I like them as long as you don't have to use rubber bands for tires.... I agree, mount them and show pix....


----------



## projectszero (Oct 9, 2008)

yeah, I really need to mount them and check it out. I really dont want it to look like a lowrider, LOL. As soon as I get a chance I'll mount them on the car and post pics.


----------



## charlie4170 (Feb 16, 2010)

Old thread, but I was searching around for this topic so I figured I would bump it up to the top rather than starting a new thread asking basically the same thing...

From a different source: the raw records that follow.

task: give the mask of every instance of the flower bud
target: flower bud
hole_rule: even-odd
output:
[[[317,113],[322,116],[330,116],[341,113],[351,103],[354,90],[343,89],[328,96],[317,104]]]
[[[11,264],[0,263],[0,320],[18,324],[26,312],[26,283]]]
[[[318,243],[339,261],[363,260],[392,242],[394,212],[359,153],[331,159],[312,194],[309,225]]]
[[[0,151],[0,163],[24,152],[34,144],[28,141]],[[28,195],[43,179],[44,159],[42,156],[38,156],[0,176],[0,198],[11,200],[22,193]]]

Im also thinking of doing some American Racing 18x8's (zero offset) on my '69 convertible. Just wondering if anyone had any idea what a good size tire would be? The car is stock height, no plans on lowering it. Not sure how wide I can go (or what aspect ratio) on an 18" rim without rubbing???


----------



## joesweeting (May 8, 2011)

I agree with the previous post, install and take pictures. I like 17 or 18 inch polish Torq Thrust. That size wheel in chrome is too much (my opinion)


----------



## MagnumBS (Apr 10, 2011)

Break out the wire brushes and plan on spending a few hours cleaning up the drums and other brake parts that will show through the new rims. I'm with 68Greengoat on the rubber band tires.


----------



## crustysack (Oct 5, 2008)

here is a tire size comparison/conversion site Tire size calculator 
very handy for figuring out what size tires to put on bigger rims and keep the speedo accurate


----------



## Eric Animal (Oct 28, 2007)

Ya gotta know the width and offset, and backspace to pick tires.....NO RUBBER BANDS PLEASE!


----------



## Instg8ter (Sep 28, 2010)

i like centerlines too, but those should look ok on the 71' with the big round wheel wells...agree with the guys that you should get some rubber with sidewalls and as Eric said since you don't know offset you will want to mount and measure for the best rubber or you'll have to "Joe Dirt" the rear end to keep from shredding them over speed bumps.


----------



## Indecision (Oct 24, 2010)

I wouldn't do it.


----------



## virginiavenom (Feb 20, 2011)

I'm gonna say no, but I'm not a chrome guy. I found I would like to have 18s, vs the 17s I bought, but they are close.


----------